Democratic Gov. John Bel Edwards was surprised to learn that Louisiana had weighed in, according to his spokesman Richard Carbo on Thursday. “That said, Gov. Edwards’ lawyers are reviewing the information submitted to determine if it is appropriate or necessary for the state to become involved.”

Glenn Koepp, the Louisiana Senate secretary who has led the redrawing efforts for the upper chamber since 1980, says the high court appears ready to impose rules on reapportionment. Just how the justices do that will have a profound impact what he does in 2021.

Generally, mapping out legislative districts seems simple.


Every 10 years the U.S. Census is taken. Koepp takes Louisiana’s population count and divides by 39 for the state Senate seats – his House counterparts divide by 105. Then he lines up the precincts into districts with roughly the same number of voters.

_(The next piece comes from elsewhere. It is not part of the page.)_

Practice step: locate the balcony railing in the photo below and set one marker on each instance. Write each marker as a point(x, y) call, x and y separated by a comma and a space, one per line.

“My directive is ‘you keep us legal and let us worry about the politics’,” Koepp said, likening the process to a massive jigsaw puzzle with politicians having input over where the pieces go.

“I know the parties were very involved in the last redistricting process,” said state Rep. Michael E. Danahay, D-Sulphur. As chair of the House & Governmental Affairs Committee, Danahay is leading Louisiana’s delegation to the National Conference of State Legislatures annual conference in August that will include about a dozen seminars on reapportionment.

He points out Louisiana’s added dynamic: a history of systematically excluding African-Americans from political office by manipulating district lines. The Voting Rights Act of 1965 required federal oversight of the state’s redistricting efforts to ensure minority participation. The historic emphasis on race will muddle any new rules on party, he said.

“In Louisiana, partisanship and race are closely intertwined,” said John M. Couvillon, a Baton Rouge pollster.

The Secretary of State’s latest count showed that 63 percent of the state’s 2.97 million registered voters are white. And whites make up 93 percent of the voters registered as Republicans in Louisiana, while blacks are 55 percent of the registered Democrats.

Drawing lines that ensure minority votes are not diluted creates districts dominated by one party or the other, Couvillon said.

Take, for instance, the experience of House Speaker Taylor Barras, a New Iberia Republican who as part of the hardliners ended up voting against a more moderate version of the state budget.

Barras makes a credible case for how partisan philosophies evolved in such a way that he found himself more naturally aligned with the Republicans. But math must have also played a part.

When Barras was elected as a conservative Democrat in 2007, his House District 48 had 25,558 registered voters, 66 percent of whom were white and 56 percent Democratic.

After the 2010 U.S. Census charted the Katrina/Rita diaspora, map drawers needed to move some of the minority-majority districts from New Orleans in order to keep the minority participation levels within federal guidelines. One of the changes they made took about half of the roughly 8,000 African American voters from Barras’ district and linked them with largely black neighborhoods in Lafayette to create the district that elected state Rep. Terry Landry, a Democratic African-American from New Iberia.

Barras picked up the largely white suburbs of Lafayette.

Now his 48th House District is 81 percent white and 69 percent non-Democratic. In 2011, Barras became a Republican.

“The truth is you can’t take politics out of politics,” Koepp said.